NASA No Longer Wants Earth To Be the Only Location With Time Zones

NT_Studio / shutterstock.com
NT_Studio / shutterstock.com

Of all the things NASA wants to spend taxpayer money on, this is one of the most out-of-this-world ideas to date. Thanks to a petition from the Office of Science and Technology Policy (OSTP), NASA is now looking into instituting Coordinated Lunar Time (LTC). Invented to aid space missions and navigation, it hopes to see it implemented by the end of 2026.

OSTP Deputy Director for National Security Steve Welby issued a press release to go with their petition. “As NASA, private companies, and space agencies around the world launch missions to the Moon, Mars, and beyond, it’s important that we establish celestial time standards for safety and accuracy.

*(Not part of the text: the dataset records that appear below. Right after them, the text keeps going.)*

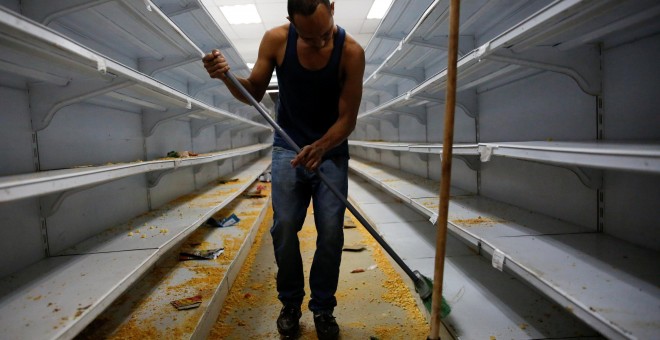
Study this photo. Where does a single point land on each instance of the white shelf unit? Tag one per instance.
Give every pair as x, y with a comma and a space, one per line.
557, 137
60, 295
94, 95
614, 292
150, 41
505, 307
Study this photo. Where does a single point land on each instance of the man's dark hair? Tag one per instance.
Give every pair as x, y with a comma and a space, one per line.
304, 7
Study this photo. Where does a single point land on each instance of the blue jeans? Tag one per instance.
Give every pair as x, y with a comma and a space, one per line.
292, 189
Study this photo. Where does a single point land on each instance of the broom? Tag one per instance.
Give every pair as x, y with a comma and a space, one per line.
423, 285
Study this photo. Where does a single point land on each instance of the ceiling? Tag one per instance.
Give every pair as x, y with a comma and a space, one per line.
349, 14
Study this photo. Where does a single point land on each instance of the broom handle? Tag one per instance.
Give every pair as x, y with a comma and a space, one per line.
323, 177
450, 103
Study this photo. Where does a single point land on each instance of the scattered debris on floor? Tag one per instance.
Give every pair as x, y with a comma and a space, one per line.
187, 303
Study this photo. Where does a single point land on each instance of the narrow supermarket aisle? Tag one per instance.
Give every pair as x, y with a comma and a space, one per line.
372, 304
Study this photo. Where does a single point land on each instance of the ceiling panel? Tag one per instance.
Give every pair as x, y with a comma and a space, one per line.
349, 14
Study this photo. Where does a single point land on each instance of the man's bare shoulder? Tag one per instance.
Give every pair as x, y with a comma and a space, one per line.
352, 47
353, 51
277, 35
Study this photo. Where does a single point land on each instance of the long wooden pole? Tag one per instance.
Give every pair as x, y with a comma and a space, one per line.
450, 104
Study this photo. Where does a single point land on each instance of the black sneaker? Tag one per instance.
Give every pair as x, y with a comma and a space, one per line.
326, 326
288, 323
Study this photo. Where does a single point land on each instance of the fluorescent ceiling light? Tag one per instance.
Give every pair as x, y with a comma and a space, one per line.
378, 9
241, 14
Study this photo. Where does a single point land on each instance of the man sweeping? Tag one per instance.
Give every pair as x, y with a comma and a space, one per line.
319, 70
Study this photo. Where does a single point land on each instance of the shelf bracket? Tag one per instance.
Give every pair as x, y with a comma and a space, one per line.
393, 37
391, 119
197, 125
46, 100
152, 119
51, 203
174, 10
465, 100
441, 43
195, 89
415, 74
471, 161
485, 152
424, 157
591, 178
419, 113
154, 177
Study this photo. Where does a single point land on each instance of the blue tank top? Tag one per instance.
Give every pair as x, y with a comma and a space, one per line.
308, 103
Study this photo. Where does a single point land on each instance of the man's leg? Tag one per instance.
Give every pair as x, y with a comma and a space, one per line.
329, 219
290, 201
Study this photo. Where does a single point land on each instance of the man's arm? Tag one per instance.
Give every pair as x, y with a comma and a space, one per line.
257, 83
349, 104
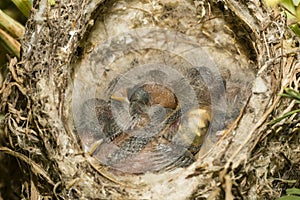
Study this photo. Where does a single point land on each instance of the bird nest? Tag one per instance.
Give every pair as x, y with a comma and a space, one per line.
153, 99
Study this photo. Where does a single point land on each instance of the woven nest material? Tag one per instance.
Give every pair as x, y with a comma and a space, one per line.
70, 57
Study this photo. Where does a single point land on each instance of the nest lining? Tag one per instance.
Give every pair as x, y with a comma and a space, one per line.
71, 167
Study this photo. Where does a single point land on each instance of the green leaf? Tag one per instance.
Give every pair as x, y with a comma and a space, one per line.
24, 6
289, 5
52, 2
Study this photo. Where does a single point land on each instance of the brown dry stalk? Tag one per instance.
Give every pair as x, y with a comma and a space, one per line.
9, 43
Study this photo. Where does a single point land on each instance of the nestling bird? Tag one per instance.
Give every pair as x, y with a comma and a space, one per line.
161, 136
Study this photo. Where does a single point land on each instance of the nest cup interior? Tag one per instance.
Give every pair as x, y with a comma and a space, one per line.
148, 99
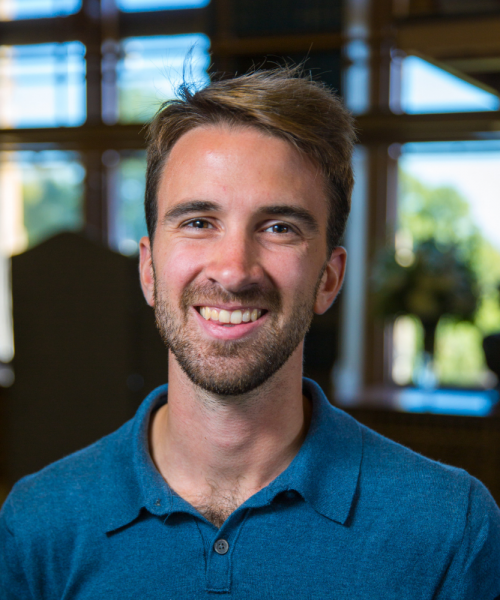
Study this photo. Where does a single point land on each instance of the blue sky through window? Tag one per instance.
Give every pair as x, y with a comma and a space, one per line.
43, 85
429, 89
151, 69
33, 9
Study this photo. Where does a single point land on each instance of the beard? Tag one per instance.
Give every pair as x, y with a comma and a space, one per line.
235, 367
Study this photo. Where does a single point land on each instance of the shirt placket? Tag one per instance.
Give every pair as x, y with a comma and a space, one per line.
221, 545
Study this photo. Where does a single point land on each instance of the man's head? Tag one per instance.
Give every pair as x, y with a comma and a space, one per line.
282, 102
240, 215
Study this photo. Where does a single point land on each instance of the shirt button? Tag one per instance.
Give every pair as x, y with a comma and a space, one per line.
221, 546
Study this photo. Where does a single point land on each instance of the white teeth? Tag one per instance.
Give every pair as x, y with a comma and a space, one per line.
225, 316
236, 317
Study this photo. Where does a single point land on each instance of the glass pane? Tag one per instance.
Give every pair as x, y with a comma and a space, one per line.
449, 193
128, 223
42, 85
151, 68
32, 9
427, 89
41, 193
137, 5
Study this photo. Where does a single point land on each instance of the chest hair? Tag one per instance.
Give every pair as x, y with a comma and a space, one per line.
217, 507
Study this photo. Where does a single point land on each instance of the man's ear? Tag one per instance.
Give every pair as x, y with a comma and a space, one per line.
331, 281
146, 270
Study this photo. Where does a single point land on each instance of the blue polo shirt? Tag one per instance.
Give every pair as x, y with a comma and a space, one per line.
354, 516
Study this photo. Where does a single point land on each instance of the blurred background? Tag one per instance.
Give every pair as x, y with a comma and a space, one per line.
412, 346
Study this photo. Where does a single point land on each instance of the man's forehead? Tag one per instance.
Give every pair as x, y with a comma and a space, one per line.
219, 159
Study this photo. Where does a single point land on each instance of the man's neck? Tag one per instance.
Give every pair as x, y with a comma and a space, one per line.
216, 452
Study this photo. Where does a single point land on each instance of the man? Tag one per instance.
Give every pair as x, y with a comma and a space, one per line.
240, 480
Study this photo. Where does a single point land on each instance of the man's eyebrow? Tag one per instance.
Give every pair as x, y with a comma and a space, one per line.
295, 212
189, 207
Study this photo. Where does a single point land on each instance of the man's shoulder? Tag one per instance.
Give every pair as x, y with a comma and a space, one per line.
72, 487
388, 466
400, 484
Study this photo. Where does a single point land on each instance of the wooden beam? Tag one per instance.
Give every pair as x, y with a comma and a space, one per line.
374, 129
463, 37
277, 44
87, 137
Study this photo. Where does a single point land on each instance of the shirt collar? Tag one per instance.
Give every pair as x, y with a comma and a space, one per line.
325, 471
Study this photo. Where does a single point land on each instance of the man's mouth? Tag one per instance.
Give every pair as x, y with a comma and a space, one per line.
230, 317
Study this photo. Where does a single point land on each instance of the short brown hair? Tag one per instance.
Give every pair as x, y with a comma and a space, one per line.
284, 102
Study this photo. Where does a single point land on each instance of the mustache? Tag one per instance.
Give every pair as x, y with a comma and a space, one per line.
206, 294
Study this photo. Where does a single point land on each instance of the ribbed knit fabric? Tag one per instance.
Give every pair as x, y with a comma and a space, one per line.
355, 516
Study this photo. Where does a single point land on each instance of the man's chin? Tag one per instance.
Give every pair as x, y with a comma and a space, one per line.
225, 376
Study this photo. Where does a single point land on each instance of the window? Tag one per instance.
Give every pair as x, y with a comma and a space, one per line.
448, 192
32, 9
151, 68
128, 223
41, 194
42, 85
426, 88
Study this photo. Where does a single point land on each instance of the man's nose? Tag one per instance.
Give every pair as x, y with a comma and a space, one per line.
233, 263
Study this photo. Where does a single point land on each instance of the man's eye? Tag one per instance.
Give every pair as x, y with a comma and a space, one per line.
199, 224
279, 228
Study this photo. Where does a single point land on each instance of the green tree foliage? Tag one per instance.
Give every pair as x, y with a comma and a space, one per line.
443, 214
52, 201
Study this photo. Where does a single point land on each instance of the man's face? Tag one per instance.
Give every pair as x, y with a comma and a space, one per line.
239, 259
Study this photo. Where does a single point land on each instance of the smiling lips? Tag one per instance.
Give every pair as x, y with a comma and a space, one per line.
235, 317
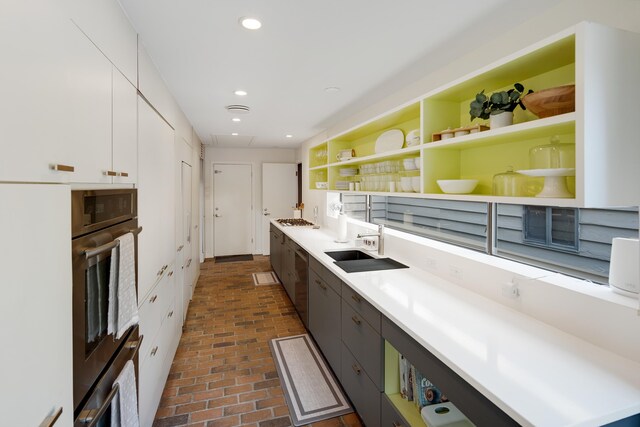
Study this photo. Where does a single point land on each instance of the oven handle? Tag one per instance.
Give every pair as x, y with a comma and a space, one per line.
90, 253
92, 416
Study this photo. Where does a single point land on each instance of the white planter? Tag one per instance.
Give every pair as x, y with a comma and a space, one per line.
501, 120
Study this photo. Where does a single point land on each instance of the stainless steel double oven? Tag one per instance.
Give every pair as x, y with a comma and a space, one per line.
98, 218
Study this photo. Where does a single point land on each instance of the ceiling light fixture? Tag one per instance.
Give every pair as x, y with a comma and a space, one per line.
250, 23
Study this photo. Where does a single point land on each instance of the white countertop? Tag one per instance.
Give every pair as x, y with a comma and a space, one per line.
537, 374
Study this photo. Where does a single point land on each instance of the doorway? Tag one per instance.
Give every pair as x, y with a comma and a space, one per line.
232, 210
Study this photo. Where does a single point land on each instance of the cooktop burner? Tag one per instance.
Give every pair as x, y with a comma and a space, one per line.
297, 222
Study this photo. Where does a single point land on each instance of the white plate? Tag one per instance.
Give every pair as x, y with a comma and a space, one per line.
413, 138
390, 140
548, 172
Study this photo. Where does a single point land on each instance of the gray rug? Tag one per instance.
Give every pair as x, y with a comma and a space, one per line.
310, 389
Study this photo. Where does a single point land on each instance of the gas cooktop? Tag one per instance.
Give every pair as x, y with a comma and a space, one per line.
294, 222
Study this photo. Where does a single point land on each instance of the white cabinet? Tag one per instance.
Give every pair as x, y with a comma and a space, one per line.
106, 24
36, 363
125, 130
156, 209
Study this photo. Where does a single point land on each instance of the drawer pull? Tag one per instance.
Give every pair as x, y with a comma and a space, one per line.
63, 168
356, 369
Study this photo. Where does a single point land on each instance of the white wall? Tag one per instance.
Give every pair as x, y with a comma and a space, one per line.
253, 156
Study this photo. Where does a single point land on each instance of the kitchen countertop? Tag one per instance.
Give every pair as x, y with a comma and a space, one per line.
537, 374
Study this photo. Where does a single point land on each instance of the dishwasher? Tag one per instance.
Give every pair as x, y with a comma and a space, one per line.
301, 268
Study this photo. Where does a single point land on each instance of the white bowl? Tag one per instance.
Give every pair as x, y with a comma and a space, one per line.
457, 186
405, 183
415, 183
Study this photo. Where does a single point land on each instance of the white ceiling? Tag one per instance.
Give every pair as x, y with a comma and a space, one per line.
368, 48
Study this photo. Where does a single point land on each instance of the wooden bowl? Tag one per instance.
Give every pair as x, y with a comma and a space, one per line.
552, 101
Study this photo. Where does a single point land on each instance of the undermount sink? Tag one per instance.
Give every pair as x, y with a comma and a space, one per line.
354, 261
348, 255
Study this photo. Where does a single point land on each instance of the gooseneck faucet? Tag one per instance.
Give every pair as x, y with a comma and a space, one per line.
379, 235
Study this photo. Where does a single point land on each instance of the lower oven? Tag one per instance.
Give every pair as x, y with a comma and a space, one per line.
99, 218
96, 409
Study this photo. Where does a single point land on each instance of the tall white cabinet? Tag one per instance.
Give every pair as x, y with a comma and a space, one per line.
35, 309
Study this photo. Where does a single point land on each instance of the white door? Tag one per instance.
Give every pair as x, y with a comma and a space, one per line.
186, 230
232, 210
279, 195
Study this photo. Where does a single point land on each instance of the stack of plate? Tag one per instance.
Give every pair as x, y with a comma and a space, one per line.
348, 171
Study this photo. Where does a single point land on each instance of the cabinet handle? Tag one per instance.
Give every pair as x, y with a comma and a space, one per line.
356, 369
63, 168
51, 420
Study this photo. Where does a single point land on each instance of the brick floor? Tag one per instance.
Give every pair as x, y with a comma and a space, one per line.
223, 373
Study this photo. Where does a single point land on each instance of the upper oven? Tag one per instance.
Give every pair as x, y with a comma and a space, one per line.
99, 218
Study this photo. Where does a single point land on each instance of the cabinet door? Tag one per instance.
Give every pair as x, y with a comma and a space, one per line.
155, 197
35, 309
125, 130
324, 319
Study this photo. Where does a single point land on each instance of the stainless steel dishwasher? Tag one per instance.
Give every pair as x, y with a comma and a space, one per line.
301, 300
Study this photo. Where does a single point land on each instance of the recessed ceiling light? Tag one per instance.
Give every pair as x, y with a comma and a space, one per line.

A consistent definition of time among operators in space is critical to successful space situational awareness capabilities, navigation, and communications, all of which are foundational to enable interoperability across the U.S. government and with international partners.”

They also specify that adapting LTC will be incredibly difficult. “Due to general and special relativity, the length of a second defined on Earth will appear distorted to an observer under different gravitational conditions … to an observer on the Moon, an Earth-based clock will appear to lose on average 58.7 microseconds per Earth-day with additional periodic variations. This holds important implications for developing standards and capabilities for operating on or around the Moon.”

So far, NASA has not said how long it will take to comply with this petition. Given the variables outlined by Welby and his crew, there is a lot to sort out, and it’s not going to be a simple task to get right. These microseconds that are lost with LTC on the moon add up quickly and it’s not easy to keep straight.